Empirical Findings and Analysis

The evaluation of 17 LCLMs, including both proprietary and open-weight models, reveals significant discrepancies in performance. While leading models like GPT-4o and Gemini-1.5-Pro demonstrate near-complete mastery on 0.5K tasks, their effectiveness wanes substantially at the 8K level. Notably, while all tested models assert context windows over 32K tokens, many falter markedly as task complexity surges, indicating difficulties in maintaining coherence over extensive sequences.

This performance degradation is particularly stark in tasks necessitating more nuanced deductive reasoning or stateful search execution, such as ToM Tracking and Travel Planning. Evidently, the models experience amplified per-entry error rates with extended sequences, pointing to inherent challenges in sustaining procedural fidelity over longer contexts. This analysis underscores the dire need for methodological enhancements in both model training and architectural strategies to support effectively longer procedural generations.
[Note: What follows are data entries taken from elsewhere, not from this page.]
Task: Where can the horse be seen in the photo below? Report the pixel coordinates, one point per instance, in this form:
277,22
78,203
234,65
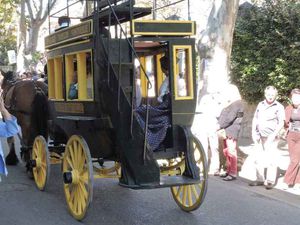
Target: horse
26,100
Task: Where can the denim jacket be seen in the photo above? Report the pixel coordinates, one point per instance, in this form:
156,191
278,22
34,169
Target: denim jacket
7,129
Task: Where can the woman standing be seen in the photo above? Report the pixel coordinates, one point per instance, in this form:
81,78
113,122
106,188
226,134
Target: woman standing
8,128
292,122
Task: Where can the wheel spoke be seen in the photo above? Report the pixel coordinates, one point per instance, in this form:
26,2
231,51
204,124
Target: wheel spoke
190,199
184,195
195,191
84,191
72,156
179,190
84,177
69,162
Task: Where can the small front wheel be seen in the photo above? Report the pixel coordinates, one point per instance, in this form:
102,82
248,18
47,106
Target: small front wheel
78,176
40,162
190,197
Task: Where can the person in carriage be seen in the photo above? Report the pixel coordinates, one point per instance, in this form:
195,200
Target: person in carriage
159,115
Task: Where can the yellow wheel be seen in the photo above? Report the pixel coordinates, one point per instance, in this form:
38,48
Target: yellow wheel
78,176
190,197
40,161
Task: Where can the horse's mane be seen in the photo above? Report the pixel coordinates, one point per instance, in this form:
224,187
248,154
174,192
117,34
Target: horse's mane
9,75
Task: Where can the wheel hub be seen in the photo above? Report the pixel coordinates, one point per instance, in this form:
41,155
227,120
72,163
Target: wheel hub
71,177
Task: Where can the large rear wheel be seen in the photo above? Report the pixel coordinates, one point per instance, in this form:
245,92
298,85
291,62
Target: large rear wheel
190,197
78,176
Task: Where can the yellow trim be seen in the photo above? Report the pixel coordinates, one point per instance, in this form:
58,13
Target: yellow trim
164,33
69,72
81,67
58,74
190,90
159,72
50,74
68,45
70,39
81,75
143,76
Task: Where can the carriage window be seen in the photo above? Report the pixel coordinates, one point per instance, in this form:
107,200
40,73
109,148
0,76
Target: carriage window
183,79
79,76
148,64
153,69
50,74
55,78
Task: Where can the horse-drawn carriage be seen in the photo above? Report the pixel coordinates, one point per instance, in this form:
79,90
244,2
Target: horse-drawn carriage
104,132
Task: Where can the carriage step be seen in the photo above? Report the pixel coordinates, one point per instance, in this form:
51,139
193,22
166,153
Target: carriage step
165,182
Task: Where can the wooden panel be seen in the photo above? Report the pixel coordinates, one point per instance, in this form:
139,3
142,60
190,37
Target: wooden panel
164,27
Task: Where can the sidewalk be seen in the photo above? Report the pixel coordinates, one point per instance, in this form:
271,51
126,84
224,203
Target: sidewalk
248,167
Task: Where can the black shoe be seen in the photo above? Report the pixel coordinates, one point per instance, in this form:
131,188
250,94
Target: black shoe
229,178
269,186
217,173
223,174
256,183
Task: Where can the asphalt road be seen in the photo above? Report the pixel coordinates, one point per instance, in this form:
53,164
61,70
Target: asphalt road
226,203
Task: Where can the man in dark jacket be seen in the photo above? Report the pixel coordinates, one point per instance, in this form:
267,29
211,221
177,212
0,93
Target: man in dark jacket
230,120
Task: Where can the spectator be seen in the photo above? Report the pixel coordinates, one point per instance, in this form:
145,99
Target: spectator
8,128
267,122
230,120
292,122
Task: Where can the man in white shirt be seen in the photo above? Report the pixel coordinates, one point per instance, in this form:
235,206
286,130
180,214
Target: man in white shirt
267,122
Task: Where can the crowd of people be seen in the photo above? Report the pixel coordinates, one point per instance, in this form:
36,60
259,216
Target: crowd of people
270,117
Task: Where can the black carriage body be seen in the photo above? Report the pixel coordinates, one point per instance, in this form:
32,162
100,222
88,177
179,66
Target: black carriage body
106,120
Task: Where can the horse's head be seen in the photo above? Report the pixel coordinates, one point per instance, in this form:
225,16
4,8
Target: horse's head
6,78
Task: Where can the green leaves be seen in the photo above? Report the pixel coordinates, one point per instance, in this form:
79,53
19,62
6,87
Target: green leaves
7,30
266,49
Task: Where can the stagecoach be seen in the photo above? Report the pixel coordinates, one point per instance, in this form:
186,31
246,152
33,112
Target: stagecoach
115,54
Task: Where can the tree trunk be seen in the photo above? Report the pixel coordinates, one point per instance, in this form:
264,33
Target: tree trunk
33,36
214,48
21,42
215,44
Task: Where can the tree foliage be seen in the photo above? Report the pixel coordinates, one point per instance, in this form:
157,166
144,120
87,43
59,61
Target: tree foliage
7,30
266,48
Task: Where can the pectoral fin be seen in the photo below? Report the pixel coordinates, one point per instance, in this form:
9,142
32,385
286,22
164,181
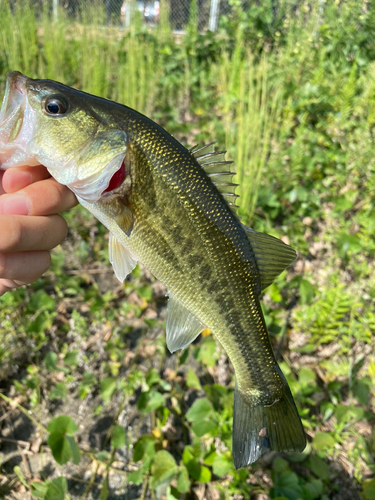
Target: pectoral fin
182,326
125,219
121,259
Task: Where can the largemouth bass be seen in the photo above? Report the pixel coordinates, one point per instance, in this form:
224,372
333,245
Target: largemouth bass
173,210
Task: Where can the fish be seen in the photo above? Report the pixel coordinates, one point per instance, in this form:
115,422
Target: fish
172,209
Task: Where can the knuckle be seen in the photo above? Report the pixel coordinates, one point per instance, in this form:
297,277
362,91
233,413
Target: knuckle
14,235
3,265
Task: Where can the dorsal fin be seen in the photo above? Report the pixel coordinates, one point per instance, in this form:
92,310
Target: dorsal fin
218,170
272,255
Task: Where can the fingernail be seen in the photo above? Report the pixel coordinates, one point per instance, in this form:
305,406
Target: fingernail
14,204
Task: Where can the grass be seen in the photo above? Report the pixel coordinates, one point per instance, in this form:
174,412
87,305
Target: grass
292,98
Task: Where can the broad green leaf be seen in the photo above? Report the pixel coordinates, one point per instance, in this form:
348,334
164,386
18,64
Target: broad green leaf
319,467
19,474
76,455
306,291
50,361
71,358
60,447
200,410
163,469
118,437
314,488
152,377
136,476
59,391
39,490
279,464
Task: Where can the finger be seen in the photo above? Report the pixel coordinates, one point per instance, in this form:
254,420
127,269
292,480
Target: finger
1,182
19,177
45,197
25,267
19,233
6,285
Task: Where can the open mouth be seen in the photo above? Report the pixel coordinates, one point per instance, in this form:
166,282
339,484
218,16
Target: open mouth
117,179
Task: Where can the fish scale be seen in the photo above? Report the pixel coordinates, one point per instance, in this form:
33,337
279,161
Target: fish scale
173,210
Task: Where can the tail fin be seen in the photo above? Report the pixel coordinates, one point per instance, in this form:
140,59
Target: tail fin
258,428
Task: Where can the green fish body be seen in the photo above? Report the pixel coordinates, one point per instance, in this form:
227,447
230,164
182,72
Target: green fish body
172,210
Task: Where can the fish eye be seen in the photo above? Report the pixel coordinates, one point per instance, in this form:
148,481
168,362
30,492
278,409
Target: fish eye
55,105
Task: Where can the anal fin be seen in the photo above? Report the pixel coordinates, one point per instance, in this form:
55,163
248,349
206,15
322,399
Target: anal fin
122,260
258,428
182,326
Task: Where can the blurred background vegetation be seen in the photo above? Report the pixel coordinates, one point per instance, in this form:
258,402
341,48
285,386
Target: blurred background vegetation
92,405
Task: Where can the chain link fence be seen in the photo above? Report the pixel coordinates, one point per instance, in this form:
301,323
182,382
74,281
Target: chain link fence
150,12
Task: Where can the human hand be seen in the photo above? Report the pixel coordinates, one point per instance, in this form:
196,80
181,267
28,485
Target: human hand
30,201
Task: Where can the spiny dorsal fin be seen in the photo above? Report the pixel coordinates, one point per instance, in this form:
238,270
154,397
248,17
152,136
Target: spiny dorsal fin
218,170
272,255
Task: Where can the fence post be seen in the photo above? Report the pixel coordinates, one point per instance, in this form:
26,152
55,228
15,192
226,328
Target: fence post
55,7
214,14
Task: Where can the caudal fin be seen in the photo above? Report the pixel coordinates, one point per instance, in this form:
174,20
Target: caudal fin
258,428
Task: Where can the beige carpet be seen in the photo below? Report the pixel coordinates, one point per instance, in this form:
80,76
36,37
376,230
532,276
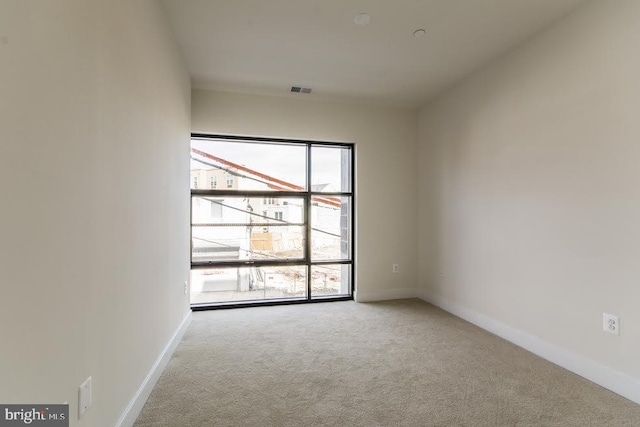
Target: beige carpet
396,363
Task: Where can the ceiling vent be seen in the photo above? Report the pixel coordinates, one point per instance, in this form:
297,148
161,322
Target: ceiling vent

Implications and Future Directions

LongProc establishes a fresh benchmark standard, emphasizing procedural execution over conventional recall tasks, thus aligning closer to real-world applications and end-user requirements. The findings from LongProc expose the limitations of current LCLM strategies and highlight how existing models grapple with information integration and reasoning across extensive text spans.

Future progress in this area could focus on refining model architectures and training methodologies explicitly to handle complex procedural tasks. Specifically, improvements in attention mechanisms, state tracking capabilities, and memory integration could foster advancements in LCLM capabilities for compounded problem-solving contexts.

In summary, LongProc offers an insightful evaluation paradigm for LCLMs, asserting the value of procedural generation tests over traditional recall-focused assessments and suggesting substantial research opportunities in enhancing long-context understanding and generation capabilities in LLMs.